One more thing. The target, pretty clearly the Iranian nuclear program, is something the Iranians do not admit exists. So they cannot admit that it was effectively trashed by the Stuxnet worm. Nothing in the media on this subject can be trusted. It is part of the cyberwar and its associated diplomatic and psychological warfare attacks and counterattacks.

This Vanity Fair story is a report from the field about a very new form of combat. The technology of the worm itself is fascinating, but what is really important is that a whole new battlefield has now been opened up.

Finally, like targets of blackmail, the apparent target/victim remains silent because do do otherwise is to admit to committing a larger crime. They are building a nuclear weapon and they are lying to the world about that. So there's a lot left to this story.

Where is the national Democratic Party when it is needed to battle national Republican overreach?

Those of us who feel that the national Democratic Party seems unled and unmanaged in the face of the massive Republican attacks on the government and on unions probably have good reason to feel that way. We may have felt that with a Democratic President there should be some Democratic (if not progressive) push-back to the current Republican overreach at a national level. The New York Time has a good article today on the new management process in the White House since Rham Emmanuel and David Alexrod have been replaced by William M. Daley and Jay Carney. There's a lot interesting in the article about the different type of management style the White House feels in currently required, but the following provides a reason for me to feel the national Democratic Party is unled.
Frustrated Democratic lawmakers and interest groups have been railing to White House aides that Mr. Obama is forfeiting opportunities to draw the public’s attention to what the Republicans’ cuts would mean for programs popular with most voters, including the coveted independents. The aides respond that the time will come for Mr. Obama to join the attack, should Republicans press their agenda and refuse to compromise.

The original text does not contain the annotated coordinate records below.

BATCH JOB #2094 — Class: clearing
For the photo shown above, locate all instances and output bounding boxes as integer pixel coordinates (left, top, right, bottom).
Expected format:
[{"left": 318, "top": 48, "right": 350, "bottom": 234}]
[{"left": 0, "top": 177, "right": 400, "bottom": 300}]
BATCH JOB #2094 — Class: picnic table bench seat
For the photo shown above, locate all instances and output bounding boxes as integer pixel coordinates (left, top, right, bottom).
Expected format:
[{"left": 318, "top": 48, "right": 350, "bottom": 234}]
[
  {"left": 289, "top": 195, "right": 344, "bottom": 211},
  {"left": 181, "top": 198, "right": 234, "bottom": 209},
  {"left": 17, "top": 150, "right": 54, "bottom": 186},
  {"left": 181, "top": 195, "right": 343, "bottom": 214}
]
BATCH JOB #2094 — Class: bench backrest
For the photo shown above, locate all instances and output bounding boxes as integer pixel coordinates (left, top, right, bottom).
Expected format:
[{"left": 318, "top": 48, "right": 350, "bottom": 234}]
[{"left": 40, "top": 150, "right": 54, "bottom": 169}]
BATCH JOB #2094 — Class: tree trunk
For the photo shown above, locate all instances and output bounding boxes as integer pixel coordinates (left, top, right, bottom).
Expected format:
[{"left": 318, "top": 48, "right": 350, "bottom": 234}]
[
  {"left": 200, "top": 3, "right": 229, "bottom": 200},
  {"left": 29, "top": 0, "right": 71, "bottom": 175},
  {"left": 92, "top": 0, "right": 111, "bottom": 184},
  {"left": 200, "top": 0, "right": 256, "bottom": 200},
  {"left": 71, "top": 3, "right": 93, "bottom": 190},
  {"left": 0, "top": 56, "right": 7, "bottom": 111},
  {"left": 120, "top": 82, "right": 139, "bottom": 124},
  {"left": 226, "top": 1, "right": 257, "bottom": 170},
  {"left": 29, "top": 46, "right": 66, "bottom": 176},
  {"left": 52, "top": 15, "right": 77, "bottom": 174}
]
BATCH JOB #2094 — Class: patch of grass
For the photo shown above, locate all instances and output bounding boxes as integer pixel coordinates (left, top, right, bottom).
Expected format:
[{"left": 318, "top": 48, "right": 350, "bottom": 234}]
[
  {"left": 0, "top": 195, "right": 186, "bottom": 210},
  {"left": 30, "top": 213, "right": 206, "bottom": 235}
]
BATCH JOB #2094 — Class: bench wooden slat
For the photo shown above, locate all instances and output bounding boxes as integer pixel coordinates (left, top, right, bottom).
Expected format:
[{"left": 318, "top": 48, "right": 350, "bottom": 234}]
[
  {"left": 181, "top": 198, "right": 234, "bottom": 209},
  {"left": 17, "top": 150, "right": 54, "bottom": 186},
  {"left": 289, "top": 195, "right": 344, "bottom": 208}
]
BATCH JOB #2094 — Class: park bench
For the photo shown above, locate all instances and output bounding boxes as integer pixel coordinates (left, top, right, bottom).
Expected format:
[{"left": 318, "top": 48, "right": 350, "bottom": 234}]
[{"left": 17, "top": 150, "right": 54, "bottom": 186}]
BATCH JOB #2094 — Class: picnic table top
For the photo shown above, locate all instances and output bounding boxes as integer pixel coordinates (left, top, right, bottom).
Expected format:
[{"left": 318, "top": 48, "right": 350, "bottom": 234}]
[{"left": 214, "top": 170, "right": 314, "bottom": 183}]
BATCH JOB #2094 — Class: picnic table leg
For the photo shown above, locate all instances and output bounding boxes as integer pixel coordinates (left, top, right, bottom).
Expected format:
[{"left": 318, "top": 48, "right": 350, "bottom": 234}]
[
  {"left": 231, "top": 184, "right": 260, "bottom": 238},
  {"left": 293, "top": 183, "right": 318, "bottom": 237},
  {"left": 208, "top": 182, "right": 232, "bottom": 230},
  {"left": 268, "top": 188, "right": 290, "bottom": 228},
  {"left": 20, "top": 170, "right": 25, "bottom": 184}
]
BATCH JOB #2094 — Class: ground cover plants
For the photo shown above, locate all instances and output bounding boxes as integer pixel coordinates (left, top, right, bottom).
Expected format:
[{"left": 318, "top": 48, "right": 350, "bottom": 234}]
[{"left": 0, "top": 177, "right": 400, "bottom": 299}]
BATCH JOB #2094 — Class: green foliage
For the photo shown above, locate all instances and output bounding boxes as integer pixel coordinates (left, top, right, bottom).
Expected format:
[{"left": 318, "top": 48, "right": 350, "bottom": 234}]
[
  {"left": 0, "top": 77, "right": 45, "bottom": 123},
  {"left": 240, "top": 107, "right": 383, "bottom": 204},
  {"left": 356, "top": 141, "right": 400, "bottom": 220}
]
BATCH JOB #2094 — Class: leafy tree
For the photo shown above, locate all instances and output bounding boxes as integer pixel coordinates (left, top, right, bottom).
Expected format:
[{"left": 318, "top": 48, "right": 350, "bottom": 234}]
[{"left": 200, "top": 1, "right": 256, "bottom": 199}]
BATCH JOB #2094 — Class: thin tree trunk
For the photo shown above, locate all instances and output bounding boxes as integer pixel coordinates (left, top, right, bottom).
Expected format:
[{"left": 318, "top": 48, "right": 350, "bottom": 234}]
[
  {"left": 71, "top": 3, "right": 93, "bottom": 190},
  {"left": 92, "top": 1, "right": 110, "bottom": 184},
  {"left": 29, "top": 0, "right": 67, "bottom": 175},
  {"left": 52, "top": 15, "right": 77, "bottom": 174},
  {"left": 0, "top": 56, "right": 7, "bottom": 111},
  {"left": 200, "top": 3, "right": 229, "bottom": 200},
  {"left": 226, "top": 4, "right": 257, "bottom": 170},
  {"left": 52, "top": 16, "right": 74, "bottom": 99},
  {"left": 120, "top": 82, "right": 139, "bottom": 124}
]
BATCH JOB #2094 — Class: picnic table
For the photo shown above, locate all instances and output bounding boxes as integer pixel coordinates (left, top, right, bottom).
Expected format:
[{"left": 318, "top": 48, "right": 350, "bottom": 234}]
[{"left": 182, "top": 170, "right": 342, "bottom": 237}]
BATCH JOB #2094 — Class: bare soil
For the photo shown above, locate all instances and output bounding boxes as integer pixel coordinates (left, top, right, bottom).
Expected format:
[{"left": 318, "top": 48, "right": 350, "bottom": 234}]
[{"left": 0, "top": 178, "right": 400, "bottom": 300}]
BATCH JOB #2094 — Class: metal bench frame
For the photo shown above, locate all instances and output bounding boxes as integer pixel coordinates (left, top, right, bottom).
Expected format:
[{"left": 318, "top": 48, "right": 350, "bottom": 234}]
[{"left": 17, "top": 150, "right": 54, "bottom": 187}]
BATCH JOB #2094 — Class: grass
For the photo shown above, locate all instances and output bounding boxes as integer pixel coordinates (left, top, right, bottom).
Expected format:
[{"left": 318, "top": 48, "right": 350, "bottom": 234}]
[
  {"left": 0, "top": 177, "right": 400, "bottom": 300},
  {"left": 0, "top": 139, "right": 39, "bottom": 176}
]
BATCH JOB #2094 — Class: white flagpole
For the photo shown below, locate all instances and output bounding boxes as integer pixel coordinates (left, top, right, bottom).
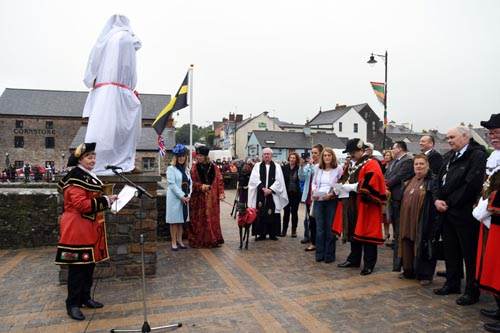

“One of the lessons of the last two years is that if the president weighs in all the time, it’s less impactful,” said Dan Pfeiffer, who remains as the communications director. “But if he weighs in at a moment of his choosing when the public is paying attention, it will be more influential.”

Similarly, the White House mostly has sought to stay out of the fray in Madison, Wis., and other state capitals where Republican governors are battling public employee unions and Democratic lawmakers over collective bargaining rights. When West Wing officials discovered that the Democratic National Committee had mobilized Mr. Obama’s national network to support the protests, they angrily reined in the staff at the party headquarters.
It is clear that the Obama White House sees its job as reelecting Obama in 2012, not leading the national democratic party -- and definitely not leading a progressive counterrevolution against the massive Republican overreach that is currently going on. The may be right to believe that.

The problem is that the White House squashed efforts by the DNC to join the fray. The White House sees the DNC as an institution that belongs to them to be used for Obama's reelection. The problem is, this leaves the Democratic Party with NO institutions that have the job of coordinating the national party in the clearly needed national response to the present current attacks on America and its workers.

This is a big problem. The Republicans seem to have national party coordinating institutions, the Democrats do not. An organized and led organization will almost always defeat a larger but unled force. I see no immediate solution to it.